I found out the sex of all 3 of my children at the 20 week scan. For me, I needed to be prepared and the suspense of not knowing was to much for me.
My first two went exactly to plan, boy and then a girl. When I fell pregnant with my third I wasn’t expecting much of a problem with finding out. I went to my 20 week scan and was told I was having a girl.
So I picked a name, bought all girls clothes and was set ready for her to be born.
I went to the doctor 1 month before I was due and the doctor was concerned about babies growth so decided to send me for an ultrasound. I went to the ultrasound and happen to mention to the sonographer I was having a girl and that my first daughter was only 6 pound 8 so I just figured my girls were small. He measured bub and told me it would be a 6 pound baby and everything was fine. He did however ask who told me I was having a girl, and I told him the 20 week scan.
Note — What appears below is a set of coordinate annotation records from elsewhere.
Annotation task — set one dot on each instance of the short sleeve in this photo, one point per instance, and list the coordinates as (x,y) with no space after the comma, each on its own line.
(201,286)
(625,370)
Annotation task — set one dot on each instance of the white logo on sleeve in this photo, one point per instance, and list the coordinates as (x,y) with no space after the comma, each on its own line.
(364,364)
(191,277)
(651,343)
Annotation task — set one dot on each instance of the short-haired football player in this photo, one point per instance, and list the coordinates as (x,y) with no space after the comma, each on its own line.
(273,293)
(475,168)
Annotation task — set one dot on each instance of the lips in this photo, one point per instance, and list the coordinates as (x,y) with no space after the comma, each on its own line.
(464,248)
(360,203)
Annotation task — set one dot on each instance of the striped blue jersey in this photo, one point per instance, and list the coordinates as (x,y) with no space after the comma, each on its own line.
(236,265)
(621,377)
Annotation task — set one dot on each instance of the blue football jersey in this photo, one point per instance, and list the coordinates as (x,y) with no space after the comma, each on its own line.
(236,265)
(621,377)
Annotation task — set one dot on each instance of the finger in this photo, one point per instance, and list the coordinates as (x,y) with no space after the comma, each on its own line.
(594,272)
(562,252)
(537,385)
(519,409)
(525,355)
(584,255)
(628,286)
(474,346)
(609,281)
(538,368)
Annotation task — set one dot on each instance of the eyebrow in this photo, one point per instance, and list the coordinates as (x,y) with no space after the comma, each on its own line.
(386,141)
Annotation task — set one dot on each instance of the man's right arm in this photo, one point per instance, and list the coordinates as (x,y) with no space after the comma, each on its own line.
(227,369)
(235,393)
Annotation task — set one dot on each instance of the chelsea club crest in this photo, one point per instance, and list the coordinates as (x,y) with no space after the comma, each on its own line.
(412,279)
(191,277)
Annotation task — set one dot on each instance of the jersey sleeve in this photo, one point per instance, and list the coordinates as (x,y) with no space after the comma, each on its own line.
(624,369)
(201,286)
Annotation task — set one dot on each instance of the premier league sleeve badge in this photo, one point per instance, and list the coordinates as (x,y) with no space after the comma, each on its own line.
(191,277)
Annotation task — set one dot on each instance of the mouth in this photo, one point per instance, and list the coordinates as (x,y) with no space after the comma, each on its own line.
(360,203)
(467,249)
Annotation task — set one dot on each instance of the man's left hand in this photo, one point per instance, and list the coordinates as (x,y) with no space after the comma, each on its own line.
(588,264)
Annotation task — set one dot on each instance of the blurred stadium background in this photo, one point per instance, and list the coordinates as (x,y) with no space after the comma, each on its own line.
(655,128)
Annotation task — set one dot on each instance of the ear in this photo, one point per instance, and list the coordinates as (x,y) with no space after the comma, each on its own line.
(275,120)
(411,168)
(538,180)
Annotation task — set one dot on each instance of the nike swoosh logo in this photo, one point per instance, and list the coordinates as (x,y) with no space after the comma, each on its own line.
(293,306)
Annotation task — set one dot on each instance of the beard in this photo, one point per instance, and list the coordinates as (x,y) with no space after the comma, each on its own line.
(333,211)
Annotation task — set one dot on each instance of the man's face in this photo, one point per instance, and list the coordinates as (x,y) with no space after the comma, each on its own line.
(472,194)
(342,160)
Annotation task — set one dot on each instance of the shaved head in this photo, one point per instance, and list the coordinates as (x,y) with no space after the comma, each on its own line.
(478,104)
He then pointed to a part on the baby that, well, only boys have. I was shocked to say the least. I decided to not do anything until I actually saw the baby with my own eyes. I had the baby 2 weeks later, and yes, I had a 6 pound 14 boy.
I wasn’t really that bothered when I had him that he wasn’t a girl, I actually wanted a boy to begin with. I was just happy that he was healthy. It was going to be a loved baby no matter what.
He was my third child and I also had lost my grandmother just before he was born so I had a lot going on and never really thought much of it until it came time to pack away all the pink and replace it with blue. I had picked a girls name and made a pretty name sign which was hanging on the wall. When I took that down and put all the clothes into a box that was when I really started to feel something, even though I had a perfect little baby there, I actually felt empty almost like I had lost a child. It was strange. I felt like I’d lost something that wasn’t there but it was in another way.
That feeling didn’t last long. My little man is 2 now and I couldn’t imagine my life without him in it.